What do Mexicans use for tortillas? ›

Corn tortillas are made from a simple mixture of masa harina (a finely ground corn flour) and water. Similarly, flour tortillas are made from wheat flour and water. Sometimes tortilla recipes call for salt and leavening agents, especially for flour tortillas.

Why do you soak tortillas in water? ›

"simply dip the tortilla in water and toss it straight on a hot surface." How do you accomplish this? Well, first off, as tortillas get old their starches recrystallized, turning them stale. You combat this by heating them in a moist environment.

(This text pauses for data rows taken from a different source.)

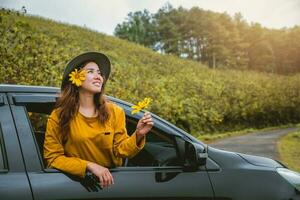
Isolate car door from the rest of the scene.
[0,93,32,199]
[10,94,213,199]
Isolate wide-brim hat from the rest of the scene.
[61,52,111,89]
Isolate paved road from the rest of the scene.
[210,128,298,159]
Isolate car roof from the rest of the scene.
[0,84,60,93]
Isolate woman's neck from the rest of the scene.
[79,92,97,117]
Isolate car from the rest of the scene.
[0,84,300,200]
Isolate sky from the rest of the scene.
[0,0,300,35]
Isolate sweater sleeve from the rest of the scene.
[113,107,145,158]
[44,111,87,178]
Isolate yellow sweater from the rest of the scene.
[44,102,145,177]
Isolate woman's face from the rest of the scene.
[81,62,103,94]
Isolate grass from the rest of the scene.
[277,126,300,172]
[198,124,299,144]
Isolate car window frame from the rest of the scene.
[11,93,206,173]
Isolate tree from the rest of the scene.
[114,10,157,49]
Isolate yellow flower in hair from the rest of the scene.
[131,97,152,115]
[69,69,86,87]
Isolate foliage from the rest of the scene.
[115,4,300,74]
[278,131,300,172]
[0,10,300,136]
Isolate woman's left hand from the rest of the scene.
[136,112,154,142]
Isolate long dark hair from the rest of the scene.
[55,61,109,144]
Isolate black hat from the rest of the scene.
[61,52,110,89]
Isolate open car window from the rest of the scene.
[23,97,180,167]
[126,118,181,167]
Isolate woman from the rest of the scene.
[44,52,153,187]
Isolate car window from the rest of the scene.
[25,100,180,167]
[28,112,49,158]
[0,124,5,171]
[126,118,181,167]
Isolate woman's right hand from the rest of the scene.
[87,162,114,188]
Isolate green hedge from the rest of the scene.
[0,10,300,136]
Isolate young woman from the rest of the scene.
[44,52,153,187]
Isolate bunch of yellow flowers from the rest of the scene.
[131,97,152,115]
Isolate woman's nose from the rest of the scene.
[94,73,102,80]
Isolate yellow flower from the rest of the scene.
[131,98,152,115]
[69,69,86,87]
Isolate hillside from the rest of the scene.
[0,10,300,136]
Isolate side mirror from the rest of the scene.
[184,141,208,171]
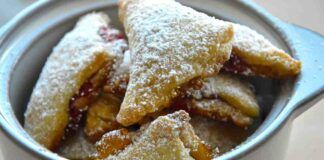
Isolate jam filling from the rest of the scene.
[98,27,125,42]
[222,53,252,75]
[65,27,126,136]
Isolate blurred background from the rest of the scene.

What is the difference between a wrap and a flour tortilla? ›

A tortilla is a flat bread that is unleavened (does not use yeast or a chemical leavening agent) and uses corn or wheat as its flour source. Tortillas do not contain any spices or flavors and are often smaller in size. A wrap, on the other hand, is a soft bread made with a dough that contains yeast.

References

Top Articles
Latest Posts
Article information

Author: Msgr. Refugio Daniel

Last Updated:

Views: 6063

Rating: 4.3 / 5 (74 voted)

Reviews: 81% of readers found this page helpful

Author information

Name: Msgr. Refugio Daniel

Birthday: 1999-09-15

Address: 8416 Beatty Center, Derekfort, VA 72092-0500

Phone: +6838967160603

Job: Mining Executive

Hobby: Woodworking, Knitting, Fishing, Coffee roasting, Kayaking, Horseback riding, Kite flying

Introduction: My name is Msgr. Refugio Daniel, I am a fine, precious, encouraging, calm, glamorous, vivacious, friendly person who loves writing and wants to share my knowledge and understanding with you.